Façades

Mad Momo

Cliquez sur la photo pour voir l’immeuble dans son état actuel

Pour Momo, la sécurité n’était pas une plaisanterie, mais il avait tendance à être excessif. Et quand il avait dévoilé son dispositif, beaucoup trouvaient qu’il exagérait, surtout les gens de la mairie, qui n’apprécièrent pas, mais pas du tout, cet étalage d’artillerie, sorti, d’ailleurs, dont ne sait où. (« On n »était’est pas en Amérique, merde ! », s’était exclamé le maire en découvrant l’étendue des dégâts).

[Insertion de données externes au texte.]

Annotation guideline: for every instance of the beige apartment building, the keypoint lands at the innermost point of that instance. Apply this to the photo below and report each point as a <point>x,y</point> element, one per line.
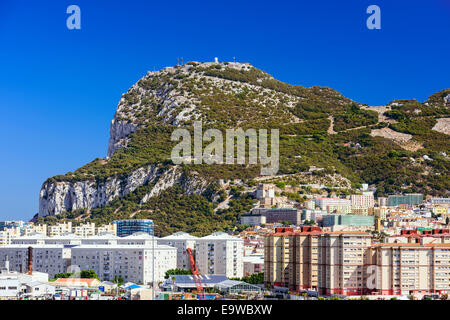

Mais que fallait-il faire ?

On n’avait pas équipé la police municipale pour prendre d’assaut le Mur de l’Atlantique (Il aurait fallu doubler les impôts pour lui payer une paire de chars, mais ça aurait fâché les électeurs plus inquiets par l’insalubrité rampante, les invasions de rats et les rodéos de deux roues). Ce n’était pas avec leurs maigres tasers que les quelques gars de la brigade ramèneraient Momo à la raison, à deux doigts de la tombe, mais aussi docile qu’un ours sauvage. Son portrait péniblement brossé au rouleau compresseur par le correspondant local du quotidien régional leur faisait d’ailleurs dire, qu’après tout, les nids de mitrailleuses, les tourelles en acier, le fil de fer barbelé, les lance-grenades automatiques ou l’architecture en béton armé étaient des passions comme les autres qui cohabitaient très bien avec la paix et la tranquillité du quartier de l’Épeule.

Le canon de 75 sur la toiture et les deux nids de mitrailleuses aux balcons embrasèrent les joues passablement couperosées du Préfet dont l’émoi rauque, mais strident quand la rage le traversait, creva le tympan du premier édile lui narrant l’expérience d’auto-défense du citoyen Mohamed Cherif (Momo), retraité du textile et ex-chômeur au long cours.

Pour ses voisins, Momo, c’était Mad Momo. Il était persuadé que le monde allait s’écrouler et qu’il allait falloir se défendre. Sous la maison reposait 250 boîtes de sardines, 1000 bouteilles de 1l d’eau, 10 sacs de farine, du sucre, et d’autres vivres. De quoi tenir entre 9 et 12 mois sans sortir expliqua-t-il à ses copains du bar. Il avait une couchette où il pouvait lire, une télé avec une collection de plus de 1000 DVD, un ordinateur connecté à Internet par satellite au cas où. En un mot comme en cent, il était prêt.

Selon sa théorie; expliquée à un journaliste de la Voix du Nord, la fin du monde aurait lieu aux alentours de janvier 2027. Il était certain de ses calculs, confirmés par chatGPT. Et il ne se laisserait pas faire. Pour lui, l’armée russe serait aux portes de Roubaix avant même qu’on ne se rende compte. Il était prêt. Les autres n’auraient qu’à se démerder. Il ne partagerait pas son abri, sauf à une femme, car il fallait bien assurer la survie de l’espèce. Il avait fait des recherches sur Internet, mais la candidate idéale ne s’était pas encore présentée.